Nearly half of the prospective companies economic developers spoke to in recruiting efforts last year were foreign, according to Steve Yost, president of North Carolina’s Southeast Regional Economic Development Partnership.
And of the international firms his organization is working to bring to the region, there are a couple potential prospects that could pan out -- industries that could bring investment to the region if they choose North Carolina.
Yost was one of two speakers at the Realtors Commercial Alliance of Southeastern North Carolina's first quarter meeting. The gathering, held at The Terraces on Sir Tyler on Wednesday, focused on economic development, international investment and efforts to bring Realtors and brokers into the economic development equation.
His presentation was followed by a talk from Mike Landes, director of political operations for
"With the N.C. Economic Development Association, our association of the economic development community in North Carolina is really starting to formulate a much closer working relationship with the N.C. Realtors ..." Yost said. "I think we all need to be working more together on economic development. We have the same interests, same goals overall ... in terms of what we do."
One of the trends economic developers are seeing both at the state and national level is “foreign direct investment,” Yost said. There are more than 20 countries that are represented with business operations in the Southeast region, he said, adding that in the next three or four months, the region could be adding a couple new flags to the list.
"We already have a pretty strong base of foreign-based companies here in Southeastern North Carolina. We have over 65 different foreign-owned companies. About 70 percent of those are manufacturers. And those companies employ tens of thousands of people in Southeastern North Carolina," Yost said.
Last year, about 45 percent of all the prospective firms economic developers spoke with were international, Yost said.
The reason? More international companies are wanting to set up manufacturing operations in the U.S. market for that “made in the USA” label, Yost said. The nation, he added, is also becoming more competitive again as some manufacturing operations are reshoring after relocating off U.S. soil years ago, he said.
There's also a strong basis of interest in the Wilmington micro-region, an area of North Carolina's Southeast Regional Economic Development Partnership, focusing on customized marketing strategies for New Hanover, Pender and Brunswick counties. International firms are currently scouting the Wilmington micro-region and other areas of Southeastern North Carolina, Yost said.
Marketing efforts for the Wilmington micro-region include highlighting its assets, which include the highway system, local airport and proximity to the port.
International trade is important to the overall economy of the state, he said, adding "these companies create jobs, and we’re working with them right now."
To add to the economic development equation, N.C. Realtors is working on several efforts to bridge the gap between brokers and the international industry. The N.C. Realtors Global Network, launched in January that stemmed from the association’s economic development committee, have efforts underway toward enhancing opportunities for brokers to engage in international trade, Landes said.

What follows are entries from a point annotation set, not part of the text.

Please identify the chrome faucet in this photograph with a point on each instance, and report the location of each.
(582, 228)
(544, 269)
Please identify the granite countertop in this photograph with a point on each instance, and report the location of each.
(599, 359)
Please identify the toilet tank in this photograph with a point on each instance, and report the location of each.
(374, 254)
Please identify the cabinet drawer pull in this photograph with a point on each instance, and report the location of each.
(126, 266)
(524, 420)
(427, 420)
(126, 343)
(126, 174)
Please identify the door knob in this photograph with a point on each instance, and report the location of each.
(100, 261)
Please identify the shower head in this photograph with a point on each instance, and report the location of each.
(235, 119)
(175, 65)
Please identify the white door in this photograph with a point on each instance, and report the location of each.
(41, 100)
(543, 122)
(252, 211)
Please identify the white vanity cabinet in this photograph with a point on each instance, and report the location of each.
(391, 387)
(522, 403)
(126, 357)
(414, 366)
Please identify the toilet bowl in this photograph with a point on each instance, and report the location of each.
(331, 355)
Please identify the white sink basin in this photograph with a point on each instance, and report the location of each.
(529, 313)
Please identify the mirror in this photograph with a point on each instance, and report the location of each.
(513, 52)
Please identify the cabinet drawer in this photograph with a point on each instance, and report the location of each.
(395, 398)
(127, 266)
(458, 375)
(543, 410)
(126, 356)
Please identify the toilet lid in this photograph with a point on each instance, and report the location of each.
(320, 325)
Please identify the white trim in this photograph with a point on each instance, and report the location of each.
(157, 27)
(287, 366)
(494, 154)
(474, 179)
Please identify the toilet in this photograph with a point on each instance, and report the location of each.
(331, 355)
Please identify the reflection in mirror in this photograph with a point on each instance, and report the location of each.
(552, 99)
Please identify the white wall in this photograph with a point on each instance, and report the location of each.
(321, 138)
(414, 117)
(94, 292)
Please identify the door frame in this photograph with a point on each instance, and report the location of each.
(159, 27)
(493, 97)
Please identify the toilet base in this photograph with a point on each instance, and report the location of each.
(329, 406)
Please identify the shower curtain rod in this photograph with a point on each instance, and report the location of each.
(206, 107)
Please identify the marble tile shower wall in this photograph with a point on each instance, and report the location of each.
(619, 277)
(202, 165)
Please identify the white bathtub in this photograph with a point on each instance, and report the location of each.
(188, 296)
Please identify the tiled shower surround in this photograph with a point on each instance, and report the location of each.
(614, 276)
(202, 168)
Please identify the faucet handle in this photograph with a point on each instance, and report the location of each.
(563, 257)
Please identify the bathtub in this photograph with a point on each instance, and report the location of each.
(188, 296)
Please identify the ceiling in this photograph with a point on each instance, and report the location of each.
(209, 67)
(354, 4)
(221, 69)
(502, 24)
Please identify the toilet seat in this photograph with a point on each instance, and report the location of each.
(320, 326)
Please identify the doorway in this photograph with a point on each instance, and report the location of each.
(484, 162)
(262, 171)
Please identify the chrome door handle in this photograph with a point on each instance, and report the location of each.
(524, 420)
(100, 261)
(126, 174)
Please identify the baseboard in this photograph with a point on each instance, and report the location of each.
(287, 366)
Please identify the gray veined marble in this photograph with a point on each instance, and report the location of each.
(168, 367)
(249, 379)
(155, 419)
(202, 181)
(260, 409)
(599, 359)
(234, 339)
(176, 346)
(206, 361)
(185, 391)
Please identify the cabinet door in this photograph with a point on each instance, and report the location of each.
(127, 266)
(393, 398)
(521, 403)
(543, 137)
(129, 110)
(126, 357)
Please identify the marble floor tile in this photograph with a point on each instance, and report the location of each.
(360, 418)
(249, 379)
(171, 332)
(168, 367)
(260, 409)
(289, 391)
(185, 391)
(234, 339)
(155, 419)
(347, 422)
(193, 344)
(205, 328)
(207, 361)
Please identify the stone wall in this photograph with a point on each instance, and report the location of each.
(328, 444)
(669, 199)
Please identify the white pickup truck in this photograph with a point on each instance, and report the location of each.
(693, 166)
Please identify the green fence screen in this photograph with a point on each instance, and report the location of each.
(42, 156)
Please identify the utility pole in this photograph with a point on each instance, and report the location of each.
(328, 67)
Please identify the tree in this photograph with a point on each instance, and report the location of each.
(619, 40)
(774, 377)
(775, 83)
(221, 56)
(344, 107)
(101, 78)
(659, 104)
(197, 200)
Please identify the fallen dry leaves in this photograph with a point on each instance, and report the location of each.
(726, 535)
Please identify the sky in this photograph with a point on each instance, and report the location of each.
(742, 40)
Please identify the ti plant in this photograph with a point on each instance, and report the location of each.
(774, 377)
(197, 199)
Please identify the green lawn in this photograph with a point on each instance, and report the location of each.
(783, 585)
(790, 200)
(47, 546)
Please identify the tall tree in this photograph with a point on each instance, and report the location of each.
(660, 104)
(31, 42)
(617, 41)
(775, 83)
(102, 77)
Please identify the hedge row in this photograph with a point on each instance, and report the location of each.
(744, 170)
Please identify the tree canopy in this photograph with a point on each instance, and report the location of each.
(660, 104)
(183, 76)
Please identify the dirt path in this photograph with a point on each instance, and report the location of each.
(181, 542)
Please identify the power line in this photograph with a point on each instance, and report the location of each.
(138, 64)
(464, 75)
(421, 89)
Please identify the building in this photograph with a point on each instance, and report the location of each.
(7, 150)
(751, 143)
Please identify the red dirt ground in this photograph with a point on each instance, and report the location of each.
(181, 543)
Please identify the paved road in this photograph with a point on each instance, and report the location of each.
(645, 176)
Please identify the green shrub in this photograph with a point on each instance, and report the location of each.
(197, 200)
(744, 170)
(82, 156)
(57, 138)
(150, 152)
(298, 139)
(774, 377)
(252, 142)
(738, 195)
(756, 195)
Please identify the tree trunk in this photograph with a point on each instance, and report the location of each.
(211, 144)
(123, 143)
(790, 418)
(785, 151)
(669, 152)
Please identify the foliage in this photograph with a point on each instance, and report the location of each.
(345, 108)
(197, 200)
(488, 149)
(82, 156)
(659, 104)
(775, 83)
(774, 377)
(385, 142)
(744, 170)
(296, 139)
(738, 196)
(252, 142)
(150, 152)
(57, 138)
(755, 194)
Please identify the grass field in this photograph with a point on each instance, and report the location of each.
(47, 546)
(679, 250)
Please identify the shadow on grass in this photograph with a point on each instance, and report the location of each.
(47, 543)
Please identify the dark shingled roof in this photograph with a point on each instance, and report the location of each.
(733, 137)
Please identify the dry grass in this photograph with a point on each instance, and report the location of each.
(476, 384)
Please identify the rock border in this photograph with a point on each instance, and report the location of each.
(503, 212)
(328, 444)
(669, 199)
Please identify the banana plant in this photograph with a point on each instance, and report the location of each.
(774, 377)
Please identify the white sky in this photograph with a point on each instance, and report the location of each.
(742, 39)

"One of the focuses of the economic development committee has been this idea of building a global network," he said. "For most commercial brokers, it would be hard to find one that hadn't engaged with an international buyer or investor or seller at some point or another."
N.C. Realtors is attending an international real estate conference in France called Mipim, he said.
"There are 14,000 exhibitors, there are another 10, or 12,000 attendees or potential investors. And we are sending a delegation for the first time this year," Landes said of the event, which will be in March. "We have done months of prep work for this. We've got materials, pitch sheets ... online resources. And we really see this as a great opportunity for our membership."
A delegation of N.C. Realtors, including N.C. Realtors Global Network chair Tony Harrington
, will attend the conference.
"They are going to this conference specifically with interests in raising awareness about North Carolina as a place to do international investing ... and ideally to come back to you with opportunities for networking and chances
to build your businesses based on what we will be getting out of this," Landes said to attendees at the meeting.
And on the heels of the France conference, the delegation is set to head to Austria.
"One of the things that the National Association of Realtors has done is create a program that connects our state-based associations with Realtor associations around the world. And our partner is Austria. They are very enthusiastic about building a relationship and exchange with North Carolina, and this is our first kind of step in that water of building up that relationship," Landes said.
This, he said, begins a multi-year effort to "bring North Carolina to the international stage."
Landes said that more local efforts are also taking place that focus on the opportunity to connect Wilmington to the global marketplace.